George Bodola (in Hungarian: Bodola György; died 17 March 2007) was a Hungarian illustrator.

Born in Szombathely, Hungary, his father was a soccer coach at that time. The family moved in 1958 to Pécs, in 1960 to Miskolc, and in 1962 to Budapest.

George Bodola visited from 1966 to 1968 the Fáy András School in Mester Street, as a toolmaker student. From 1969 to 1970 he was student in the High School of Ormosbánya. He visited from 1972 the evening course of Kaffka Margit Secondary School, then he went to the correspondence course, but he had not passed the matriculation exam.

He was called up for military service in 1973, but due to a brawl, he was sent by the military court to the military jail, for eight months.

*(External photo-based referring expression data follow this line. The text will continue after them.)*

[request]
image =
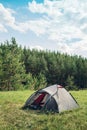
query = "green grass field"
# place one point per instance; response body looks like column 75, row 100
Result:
column 12, row 117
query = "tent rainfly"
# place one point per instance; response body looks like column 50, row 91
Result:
column 53, row 98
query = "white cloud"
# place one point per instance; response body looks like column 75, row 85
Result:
column 36, row 47
column 61, row 21
column 67, row 23
column 2, row 28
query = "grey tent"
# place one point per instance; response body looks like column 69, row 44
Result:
column 52, row 98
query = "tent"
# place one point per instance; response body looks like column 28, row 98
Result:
column 52, row 98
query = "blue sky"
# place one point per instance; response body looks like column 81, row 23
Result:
column 59, row 25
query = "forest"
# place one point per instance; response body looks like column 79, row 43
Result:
column 22, row 68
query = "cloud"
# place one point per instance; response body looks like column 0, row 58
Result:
column 2, row 28
column 67, row 23
column 61, row 21
column 36, row 47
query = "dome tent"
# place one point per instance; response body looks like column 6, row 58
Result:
column 52, row 98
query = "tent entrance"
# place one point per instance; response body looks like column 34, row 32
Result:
column 39, row 100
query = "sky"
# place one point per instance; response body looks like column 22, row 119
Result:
column 56, row 25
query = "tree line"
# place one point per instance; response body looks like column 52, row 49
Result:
column 22, row 68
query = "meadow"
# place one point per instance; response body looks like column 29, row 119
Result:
column 12, row 117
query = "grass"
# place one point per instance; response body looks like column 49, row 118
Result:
column 12, row 117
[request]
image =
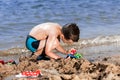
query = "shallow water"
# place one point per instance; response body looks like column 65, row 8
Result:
column 94, row 17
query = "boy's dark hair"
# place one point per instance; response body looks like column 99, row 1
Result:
column 71, row 31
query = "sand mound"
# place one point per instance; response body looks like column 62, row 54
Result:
column 63, row 69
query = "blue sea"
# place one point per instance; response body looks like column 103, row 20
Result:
column 94, row 17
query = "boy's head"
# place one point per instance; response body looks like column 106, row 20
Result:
column 71, row 32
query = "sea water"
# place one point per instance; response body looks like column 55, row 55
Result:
column 94, row 18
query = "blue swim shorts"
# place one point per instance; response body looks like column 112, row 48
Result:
column 32, row 44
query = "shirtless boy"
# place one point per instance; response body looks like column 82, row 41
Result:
column 46, row 37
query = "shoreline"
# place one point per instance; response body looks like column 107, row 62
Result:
column 99, row 62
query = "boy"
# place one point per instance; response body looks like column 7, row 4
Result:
column 45, row 37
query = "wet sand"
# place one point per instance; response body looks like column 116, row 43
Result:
column 99, row 62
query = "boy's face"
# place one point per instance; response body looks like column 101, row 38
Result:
column 67, row 41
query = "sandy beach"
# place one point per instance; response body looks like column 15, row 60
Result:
column 103, row 64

==Marriages and children==
In 1974 he married Margit Lakatos, their first child (Barnabás Hercules) was born in 1974. He divorced in 1975, but he lived together with his ex-wife until 1981. In 1982 he married Bíró Klára. Their son, Peter Archibald was born in 1983. In 1983 he defected to Italy - through Yugoslavia - with his friend, Gábor Mitribusz. Two weeks later - after a detour in France - they returned home. In 1986 Bodola emigrated again. He lived one year in Essen, where he worked as a musical instrument restorer. He returned to Hungary in 1987. In 1988 he divorced second time. In the same year he married Zsuzsanna Udvardy, and they moved in 1989 to Vancouver. He visited home in 2003, but because of a payment default he got a criminal proceeding, so he had to left the country soon.

==Later life==
Graphic works were not able to make him a living, so he worked at the grocery market, at the Palatinus spa, as a painter, and as a cleaner.

He died in Vancouver. His ashes was scattered from a suspension bridge into a stream which runs to the Pacific Ocean.

==Art work==
He began to draw and make pictures already in his childhood.

Did not benefit from arts education, but he was an autodidact, and soon showed his talent.

At the age of Primary school he has been issued drawings in the Hungarian Central Army Club, with great success.

With his illustrations appeared the Rock lexicon in 1980, and in 1982 (edited by Peter Tardos) "Anecdotes from the past until today's", in 1986, (edited by Czippán György and Csontos Tibor) while Cicanapló in 2004 (by Hegedős Györgyi)

He created album art (Stars on 33], Fonográf, Tolcsvay), rock music posters (Piramis, Mini, P. Mobil) and Musicians caricatures.

His works were included in the exhibition „Curved mirror”.

Hungarian, Polish, Czech and Slovak artists took part in it (2005 in Prague, then 2006 in Nagykapos, Slovakia.)

Many articles were published about his drawings and caricatures both in Hungary and Canada.

==Remembrance==

In 2008 was held a retrospective exhibition of his works in the House of Culture „Budavár” with the participation Török Ádám & the Mini.

In the same place was held the presentation of the book „Bodoland” (George Bodola's life and art by Mezey András) in 2009.